Geerten Geerten - 3 months ago 19
ASP.NET (C#) Question

How to remove the redirect from an ASP.NET 5 webapi and return HTTP 401?

Following the answer on this question, I have added authorization on everything by default, using the following code:

public void ConfigureServices(IServiceCollection aServices)
{
aServices.AddMvc(options =>
{
var lBuilder = new AuthorizationPolicyBuilder().RequireAuthenticatedUser();

var lFilter = new AuthorizeFilter(lBuilder.Build());
options.Filters.Add(lFilter);
});

aServices.AddMvc();
}

public void Configure(IApplicationBuilder aApp, IHostingEnvironment aEnv, ILoggerFactory aLoggerFactory)
{
aApp.UseCookieAuthentication(options =>
{
options.AuthenticationScheme = "Cookies";
options.AutomaticAuthentication = true;
});
}


However when someone tries to access something unauthorized, it returns a (what seems a default) redirect URL (http://foo.bar/Account/Login?ReturnUrl=%2Fapi%2Ffoobar%2F).

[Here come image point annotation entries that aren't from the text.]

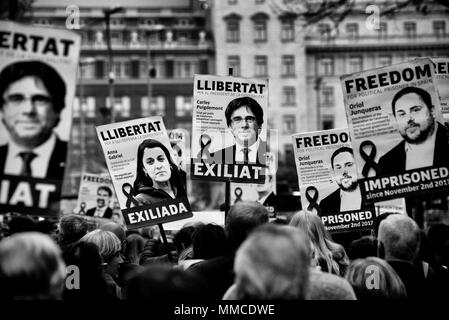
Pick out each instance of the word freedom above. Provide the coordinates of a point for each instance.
(130, 130)
(388, 78)
(229, 86)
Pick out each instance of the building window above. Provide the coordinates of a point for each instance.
(326, 67)
(439, 28)
(324, 31)
(234, 63)
(352, 30)
(289, 123)
(183, 106)
(232, 31)
(383, 30)
(288, 65)
(327, 96)
(260, 30)
(288, 30)
(122, 106)
(261, 66)
(384, 61)
(355, 64)
(157, 106)
(288, 96)
(410, 29)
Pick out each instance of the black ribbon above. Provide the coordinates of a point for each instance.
(238, 194)
(82, 207)
(205, 147)
(313, 204)
(129, 195)
(369, 158)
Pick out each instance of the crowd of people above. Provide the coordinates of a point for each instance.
(250, 258)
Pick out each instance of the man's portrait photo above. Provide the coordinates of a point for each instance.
(425, 141)
(32, 98)
(102, 209)
(244, 116)
(347, 197)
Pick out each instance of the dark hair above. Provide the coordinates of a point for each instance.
(252, 104)
(142, 180)
(338, 151)
(105, 188)
(242, 218)
(51, 79)
(423, 94)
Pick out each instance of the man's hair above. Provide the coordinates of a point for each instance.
(105, 188)
(31, 267)
(252, 104)
(400, 237)
(273, 263)
(51, 79)
(338, 151)
(423, 94)
(242, 218)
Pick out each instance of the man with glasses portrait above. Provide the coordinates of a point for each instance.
(32, 98)
(244, 116)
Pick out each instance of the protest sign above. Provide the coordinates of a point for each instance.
(442, 84)
(145, 177)
(229, 129)
(37, 84)
(397, 132)
(328, 182)
(96, 197)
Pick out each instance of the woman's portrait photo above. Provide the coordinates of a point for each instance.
(157, 176)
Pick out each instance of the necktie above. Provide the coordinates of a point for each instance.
(27, 157)
(245, 155)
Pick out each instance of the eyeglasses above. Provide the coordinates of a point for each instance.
(38, 100)
(239, 120)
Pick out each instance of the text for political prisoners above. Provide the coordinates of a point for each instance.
(328, 181)
(216, 141)
(396, 127)
(120, 142)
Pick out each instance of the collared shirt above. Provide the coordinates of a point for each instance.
(99, 212)
(39, 165)
(350, 200)
(420, 155)
(252, 155)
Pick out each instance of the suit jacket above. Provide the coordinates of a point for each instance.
(227, 155)
(56, 166)
(107, 214)
(393, 162)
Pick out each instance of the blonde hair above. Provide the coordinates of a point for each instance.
(323, 246)
(386, 284)
(107, 242)
(273, 263)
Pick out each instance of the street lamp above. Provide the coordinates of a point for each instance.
(107, 17)
(151, 72)
(82, 63)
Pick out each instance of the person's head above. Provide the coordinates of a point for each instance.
(243, 217)
(32, 96)
(164, 283)
(109, 246)
(344, 169)
(154, 164)
(273, 263)
(374, 279)
(71, 228)
(414, 113)
(400, 237)
(244, 116)
(209, 241)
(31, 267)
(104, 194)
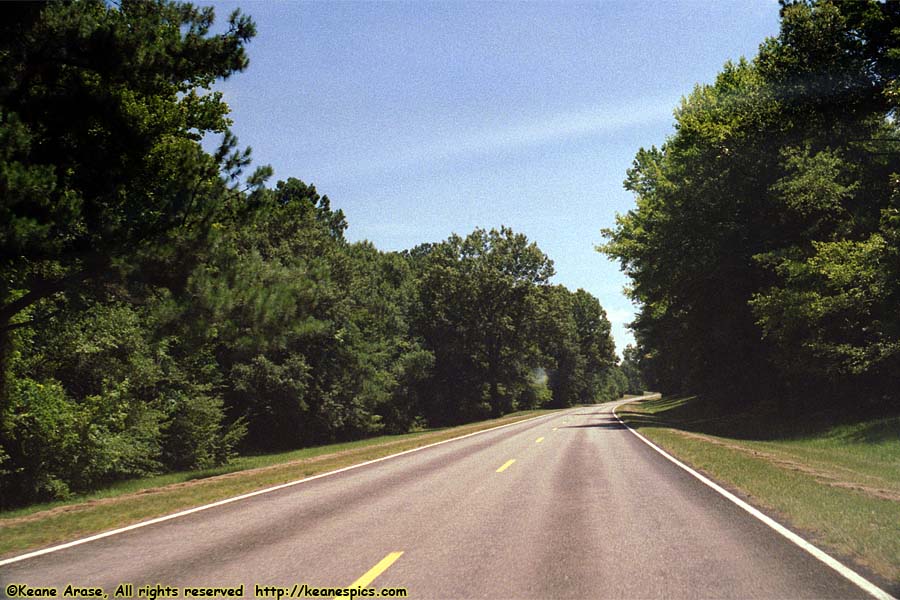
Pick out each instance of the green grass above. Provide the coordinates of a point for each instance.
(132, 501)
(838, 485)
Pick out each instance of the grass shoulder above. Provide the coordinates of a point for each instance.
(838, 485)
(137, 500)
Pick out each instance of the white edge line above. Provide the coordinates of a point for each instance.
(829, 560)
(281, 486)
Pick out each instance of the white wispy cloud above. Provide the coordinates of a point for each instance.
(502, 137)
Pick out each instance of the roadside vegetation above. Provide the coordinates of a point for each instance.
(837, 484)
(164, 308)
(764, 248)
(135, 500)
(764, 257)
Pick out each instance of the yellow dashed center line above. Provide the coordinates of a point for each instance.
(506, 465)
(377, 570)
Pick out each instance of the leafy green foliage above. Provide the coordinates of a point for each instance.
(763, 249)
(156, 316)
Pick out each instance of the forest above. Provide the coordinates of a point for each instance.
(764, 248)
(165, 307)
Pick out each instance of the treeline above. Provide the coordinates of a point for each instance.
(160, 309)
(765, 246)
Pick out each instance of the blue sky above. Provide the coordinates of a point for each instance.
(422, 119)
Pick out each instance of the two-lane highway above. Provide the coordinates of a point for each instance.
(569, 505)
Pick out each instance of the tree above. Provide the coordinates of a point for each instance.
(477, 314)
(102, 109)
(763, 246)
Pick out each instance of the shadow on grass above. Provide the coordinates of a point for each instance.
(758, 422)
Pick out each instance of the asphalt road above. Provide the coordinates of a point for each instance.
(586, 510)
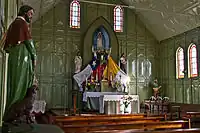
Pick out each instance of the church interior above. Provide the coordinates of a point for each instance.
(120, 66)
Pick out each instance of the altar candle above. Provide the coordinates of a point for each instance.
(97, 76)
(110, 76)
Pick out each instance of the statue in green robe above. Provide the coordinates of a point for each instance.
(22, 57)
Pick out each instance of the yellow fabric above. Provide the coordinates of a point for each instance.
(111, 69)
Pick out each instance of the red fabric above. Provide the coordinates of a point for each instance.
(17, 32)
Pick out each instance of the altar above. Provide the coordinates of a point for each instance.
(111, 102)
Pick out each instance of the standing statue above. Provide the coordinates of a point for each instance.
(156, 87)
(123, 62)
(99, 41)
(21, 61)
(78, 62)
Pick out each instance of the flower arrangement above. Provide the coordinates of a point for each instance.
(118, 85)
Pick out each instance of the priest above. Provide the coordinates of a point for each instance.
(22, 57)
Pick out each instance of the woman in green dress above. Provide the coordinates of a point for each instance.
(22, 57)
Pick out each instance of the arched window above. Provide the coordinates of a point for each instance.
(192, 61)
(118, 19)
(75, 14)
(179, 63)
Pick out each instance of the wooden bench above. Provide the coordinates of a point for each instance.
(61, 121)
(195, 130)
(125, 125)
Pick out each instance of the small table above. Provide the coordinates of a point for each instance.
(118, 98)
(110, 96)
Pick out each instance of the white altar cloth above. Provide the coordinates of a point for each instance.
(111, 96)
(119, 99)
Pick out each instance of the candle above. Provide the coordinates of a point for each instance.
(97, 75)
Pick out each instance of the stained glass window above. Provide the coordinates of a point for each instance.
(118, 19)
(192, 61)
(179, 63)
(75, 14)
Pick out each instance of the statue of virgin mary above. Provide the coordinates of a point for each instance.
(99, 41)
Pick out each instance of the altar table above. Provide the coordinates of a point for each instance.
(112, 97)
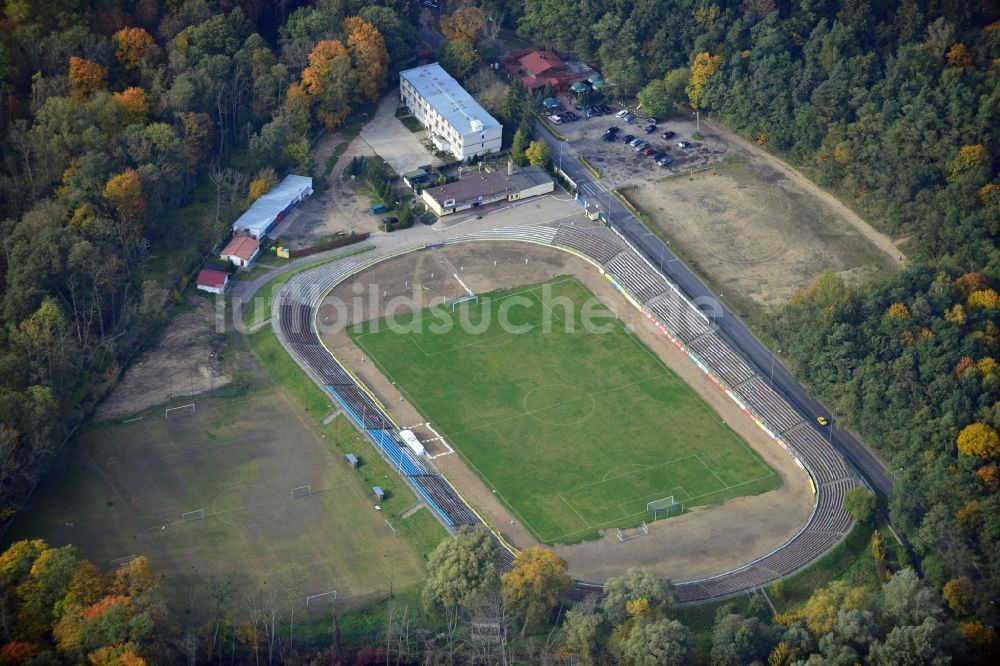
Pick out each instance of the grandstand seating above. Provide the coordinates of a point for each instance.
(594, 245)
(679, 316)
(767, 405)
(811, 447)
(726, 364)
(635, 276)
(829, 522)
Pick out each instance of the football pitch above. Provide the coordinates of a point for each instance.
(575, 427)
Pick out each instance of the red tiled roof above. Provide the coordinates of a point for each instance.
(209, 277)
(538, 62)
(242, 247)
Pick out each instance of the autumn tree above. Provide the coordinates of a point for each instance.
(369, 57)
(133, 46)
(135, 103)
(979, 439)
(820, 611)
(959, 593)
(580, 633)
(265, 179)
(458, 569)
(703, 68)
(659, 643)
(464, 24)
(537, 153)
(326, 83)
(124, 194)
(535, 583)
(86, 76)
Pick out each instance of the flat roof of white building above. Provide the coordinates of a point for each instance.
(263, 211)
(449, 98)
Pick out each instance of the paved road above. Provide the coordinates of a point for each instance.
(659, 254)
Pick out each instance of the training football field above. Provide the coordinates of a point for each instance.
(576, 428)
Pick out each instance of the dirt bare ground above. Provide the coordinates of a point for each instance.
(755, 233)
(700, 543)
(185, 362)
(884, 242)
(337, 208)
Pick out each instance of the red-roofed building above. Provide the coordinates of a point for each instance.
(213, 281)
(242, 250)
(535, 69)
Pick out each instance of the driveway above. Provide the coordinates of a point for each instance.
(390, 139)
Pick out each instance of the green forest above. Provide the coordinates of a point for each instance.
(135, 130)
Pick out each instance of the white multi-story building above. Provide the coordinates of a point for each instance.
(455, 122)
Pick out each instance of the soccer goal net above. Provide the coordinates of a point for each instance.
(629, 533)
(455, 302)
(667, 506)
(301, 491)
(182, 410)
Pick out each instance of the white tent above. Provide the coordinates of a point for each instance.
(265, 213)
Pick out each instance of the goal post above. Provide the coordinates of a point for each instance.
(301, 491)
(192, 516)
(668, 506)
(455, 302)
(181, 410)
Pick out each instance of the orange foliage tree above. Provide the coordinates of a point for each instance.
(989, 475)
(535, 583)
(135, 103)
(979, 439)
(326, 82)
(464, 24)
(133, 46)
(702, 69)
(369, 57)
(971, 282)
(959, 57)
(987, 299)
(124, 194)
(86, 76)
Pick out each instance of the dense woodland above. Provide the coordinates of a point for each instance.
(120, 118)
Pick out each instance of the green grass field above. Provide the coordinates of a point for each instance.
(125, 488)
(575, 429)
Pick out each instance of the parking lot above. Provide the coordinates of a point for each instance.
(620, 164)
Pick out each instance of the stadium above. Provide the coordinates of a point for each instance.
(592, 444)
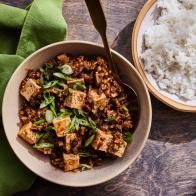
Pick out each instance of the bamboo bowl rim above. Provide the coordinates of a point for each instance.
(165, 99)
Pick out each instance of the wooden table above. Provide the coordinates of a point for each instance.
(167, 164)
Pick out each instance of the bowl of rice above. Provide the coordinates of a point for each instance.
(164, 51)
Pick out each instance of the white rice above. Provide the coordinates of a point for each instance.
(170, 54)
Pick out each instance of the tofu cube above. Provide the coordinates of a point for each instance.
(63, 58)
(102, 140)
(61, 125)
(27, 134)
(99, 100)
(79, 80)
(46, 150)
(29, 89)
(118, 145)
(118, 149)
(71, 161)
(69, 138)
(76, 99)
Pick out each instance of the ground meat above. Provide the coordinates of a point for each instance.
(104, 101)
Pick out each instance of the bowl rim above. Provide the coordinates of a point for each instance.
(148, 122)
(163, 98)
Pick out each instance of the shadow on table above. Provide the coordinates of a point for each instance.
(168, 125)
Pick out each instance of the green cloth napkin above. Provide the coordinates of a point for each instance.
(21, 33)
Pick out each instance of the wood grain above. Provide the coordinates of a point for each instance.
(167, 165)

I want it to return a HTTP 401 only, instead of a redirect.

How can I do this in ASP.NET 5 for a WebAPI?

Answer

By the url you get redirected to I assume you're using cookie authentication.

You should get the desired results by setting the LoginPath property of the CookieAuthenticationOptions to null or empty as described by one of the users.

app.UseCookieAuthentication(options =>
        {
            options.LoginPath = "";
        });

It was probably working back then but it's not working anymore (because of this change).

I've submitted a bug on GitHub for this.

I'll update the answer once it gets fixed.